Avranches. Il fait grand jour. Elle est majestueusement assise sur sa haute colline en pente douce, la capitale de l’Avranchin, antique refuge de la tribu gauloise des Ambivareti, exposée au vent de mer et au choc des invasions, conquise et reconquise par les ducs de Normandie et de Bretagne, par les rois de France et d’Angleterre, mais qui depuis Charlemagne jusqu’à nos jours a conservé son caractère primitif de gravité épiscopale... Au loin, les grèves jaunâtres dessinent la ligne sinueuse d’un golfe. Ce golfe en croissant se termine par deux pointes, Granville au nord, au sud Pontorson. C’est la baie normande, sauvage et bleue. Au milieu du golfe, d’un gris chatoyant ou d’un violet sombre selon la marée, se dresse comme un château fantastique, sur un récif noir et pointu, le Mont-Saint-Michel, que les gens du moyen âge appelaient la merveille de l’Occident. Vu à cette distance, voilé de brume et comme perdu dans la mer, il ressemble plutôt à un menhir colossal qu’à une construction humaine. L’estuaire du Couësnon, qui sépare la Bretagne de la Normandie, trace maintenant son lit sablonneux à gauche du Mont.
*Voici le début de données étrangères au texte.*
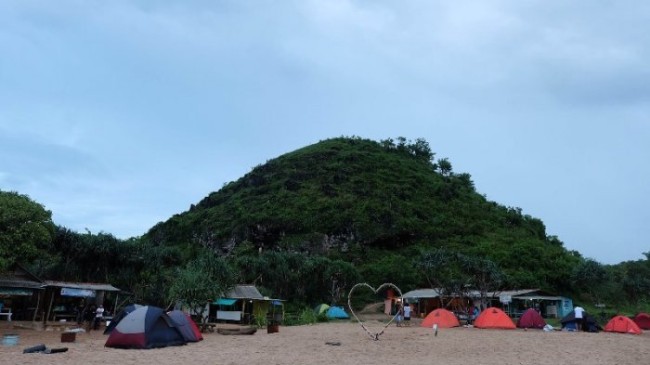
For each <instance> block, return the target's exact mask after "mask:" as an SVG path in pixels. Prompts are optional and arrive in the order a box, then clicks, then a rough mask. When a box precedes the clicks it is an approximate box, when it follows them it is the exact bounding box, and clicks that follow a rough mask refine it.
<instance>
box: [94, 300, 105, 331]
mask: <svg viewBox="0 0 650 365" xmlns="http://www.w3.org/2000/svg"><path fill="white" fill-rule="evenodd" d="M102 318H104V306H103V305H101V304H100V305H99V307H97V309H96V310H95V323H94V324H93V328H94V329H96V330H98V329H99V323H100V322H101V321H102Z"/></svg>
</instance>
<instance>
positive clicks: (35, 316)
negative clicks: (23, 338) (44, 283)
mask: <svg viewBox="0 0 650 365" xmlns="http://www.w3.org/2000/svg"><path fill="white" fill-rule="evenodd" d="M41 294H43V293H41V291H40V290H39V291H38V297H37V298H36V308H35V309H34V315H33V316H32V322H36V314H38V310H39V309H40V306H41Z"/></svg>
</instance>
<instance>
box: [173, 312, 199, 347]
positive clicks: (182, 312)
mask: <svg viewBox="0 0 650 365" xmlns="http://www.w3.org/2000/svg"><path fill="white" fill-rule="evenodd" d="M167 315H168V316H170V317H171V319H173V320H174V322H176V327H178V330H179V331H181V334H182V335H183V338H184V339H185V341H187V342H199V341H201V340H202V339H203V335H201V331H199V327H198V326H197V325H196V323H194V320H192V317H190V315H189V314H187V313H185V312H183V311H179V310H173V311H171V312H168V313H167Z"/></svg>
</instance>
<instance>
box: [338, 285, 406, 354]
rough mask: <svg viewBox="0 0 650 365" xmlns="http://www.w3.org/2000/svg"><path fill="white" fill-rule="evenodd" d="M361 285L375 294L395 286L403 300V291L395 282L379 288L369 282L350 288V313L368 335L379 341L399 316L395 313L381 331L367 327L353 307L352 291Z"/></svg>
mask: <svg viewBox="0 0 650 365" xmlns="http://www.w3.org/2000/svg"><path fill="white" fill-rule="evenodd" d="M361 287H366V288H368V289H370V290H372V291H373V292H374V293H375V294H377V293H379V291H381V290H382V289H386V288H393V289H395V290H396V291H397V293H399V298H400V300H402V291H401V290H400V288H398V287H397V285H395V284H393V283H383V284H381V285H380V286H379V287H377V289H375V288H373V287H372V286H370V285H369V284H367V283H358V284H356V285H355V286H353V287H352V289H350V292H349V293H348V307H349V308H350V313H352V315H353V316H354V318H355V319H356V320H357V322H358V323H359V324H360V325H361V328H363V330H364V331H366V333H367V334H368V336H370V338H372V339H373V340H375V341H378V340H379V336H381V335H382V334H384V331H385V330H386V328H388V326H390V325H391V323H393V321H394V320H395V318H396V317H397V314H395V315H394V316H393V317H391V319H390V321H388V323H386V325H385V326H384V327H383V328H382V329H381V331H379V332H376V333H372V332H371V331H370V330H368V327H366V325H365V323H364V322H363V321H362V320H361V319H360V318H359V317H358V316H357V314H356V313H354V309H352V293H354V291H355V290H357V289H359V288H361Z"/></svg>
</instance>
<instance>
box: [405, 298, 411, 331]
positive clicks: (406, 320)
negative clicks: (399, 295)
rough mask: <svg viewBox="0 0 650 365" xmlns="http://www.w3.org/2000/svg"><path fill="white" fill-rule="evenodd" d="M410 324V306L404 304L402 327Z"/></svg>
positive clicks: (410, 323)
mask: <svg viewBox="0 0 650 365" xmlns="http://www.w3.org/2000/svg"><path fill="white" fill-rule="evenodd" d="M410 324H411V305H410V304H408V303H405V304H404V325H405V326H409V325H410Z"/></svg>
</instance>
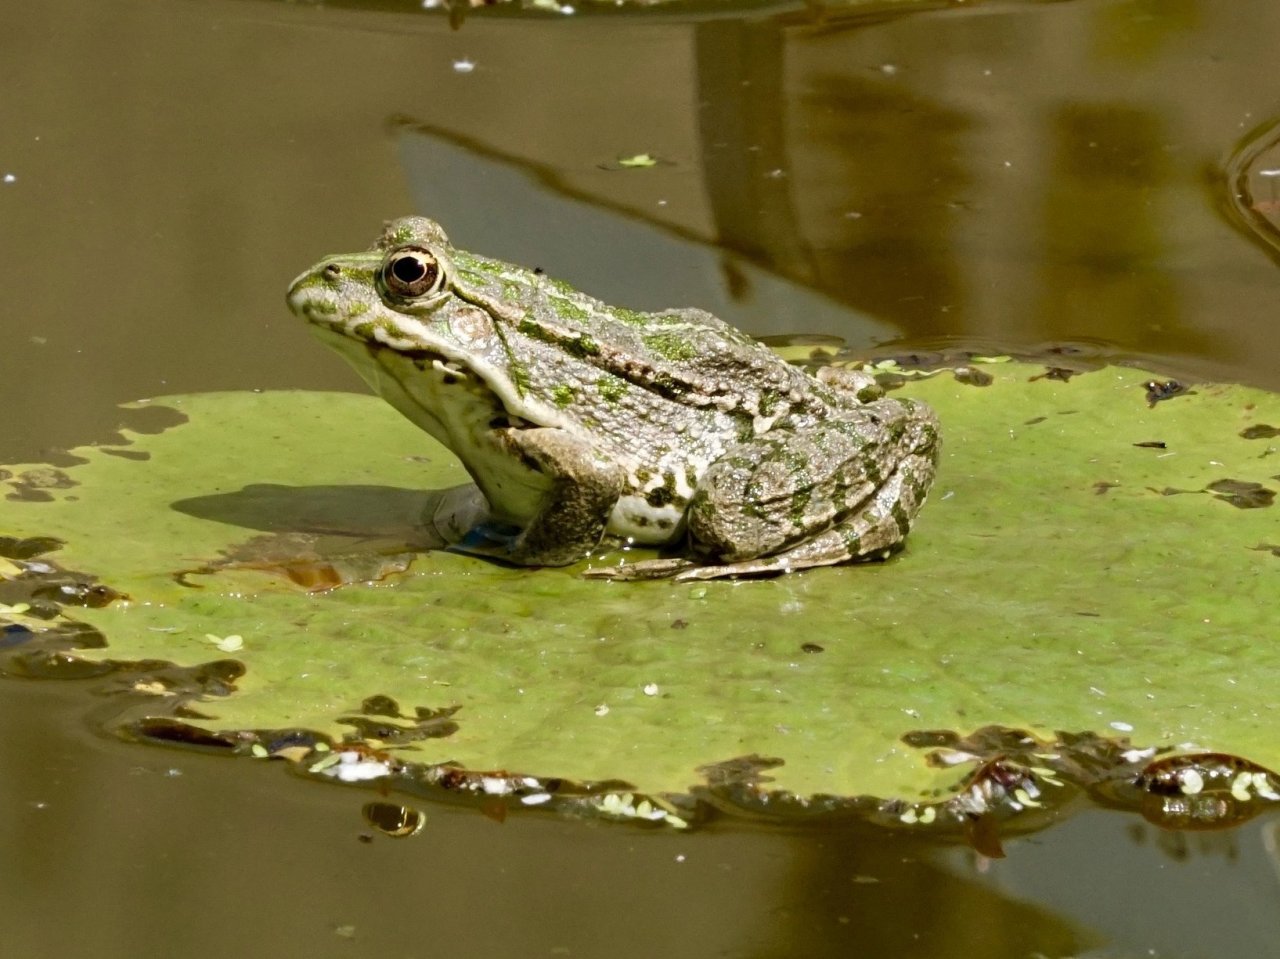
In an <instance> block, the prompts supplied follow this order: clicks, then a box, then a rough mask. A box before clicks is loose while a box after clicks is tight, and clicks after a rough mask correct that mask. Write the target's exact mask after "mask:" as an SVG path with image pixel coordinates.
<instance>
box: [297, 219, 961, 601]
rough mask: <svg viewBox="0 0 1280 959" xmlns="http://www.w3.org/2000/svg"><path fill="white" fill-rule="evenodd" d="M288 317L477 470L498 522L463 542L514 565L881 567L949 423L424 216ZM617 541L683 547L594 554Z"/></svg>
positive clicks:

Autrefois, il passait à droite. Aussi, Bretons et Normands se sont-ils disputé le rocher porteur du sanctuaire et séjour de l’archange protecteur de la France. Les Bretons disaient :
"Le Couësnon, dans sa folie, A mis le Mont en Normandie"
Les Normands ripostaient :"Si bonne n’était Normandie, Saint Michel ne s’y serait mis."